Big Swinging Brains and fashy trolls: how the world fell into a clickbait death spiral
In the years leading up to Trump's election, traditional media gatekeepers found themselves shoved aside by trolls and tech companies who told us they were only giving us what we wanted. By Andrew Marantz
In 2012, a small group of young men, former supporters of the libertarian Republican congressman Ron Paul, started a blog called The Right Stuff. They soon began calling themselves "post-libertarians," although they weren't yet sure what would come next. By 2014, they'd started to self-identify as "alt-right". They developed a countercultural tone - arch, antic, floridly offensive - that appealed to a growing cohort of disaffected young men, searching for meaning and addicted to the internet. These young men often referred to The Right Stuff, approvingly, as a key part of a "libertarian-to-far-right pipeline", a path by which "normies" could advance, through a series of epiphanies, toward "full radicalisation". As with everything the alt-right said, it was hard to tell whether they were joking, half-joking or not joking at all.

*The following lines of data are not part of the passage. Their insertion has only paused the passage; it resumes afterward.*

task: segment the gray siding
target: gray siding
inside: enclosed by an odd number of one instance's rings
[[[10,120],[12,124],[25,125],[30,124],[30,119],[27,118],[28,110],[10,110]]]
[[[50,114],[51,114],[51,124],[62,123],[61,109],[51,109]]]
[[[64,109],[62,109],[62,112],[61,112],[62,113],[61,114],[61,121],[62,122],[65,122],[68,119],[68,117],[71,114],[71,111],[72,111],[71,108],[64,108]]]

The Right Stuff 's founders came up with talking points - narratives, they called them - that their followers then disseminated through various social networks. On Facebook, they posted Photoshopped images, or parody songs, or "countersignal memes" - sardonic line drawings designed to spark just enough cognitive dissonance to shock normies out of their complacency. On Twitter, the alt-right trolled and harassed mainstream journalists, hoping to work the referees of the national discourse while capturing the attention of the wider public. On Reddit and 4chan and 8chan, where the content moderation was so lax as to be almost non-existent, the memes were more overtly vile. Many alt-right trolls started calling themselves "fashy", or "fash-ist". They referred to all liberals and traditional conservatives as communists, or "degenerates"; they posted pro-Pinochet propaganda; they baited normies into arguments by insisting that "Hitler did nothing wrong".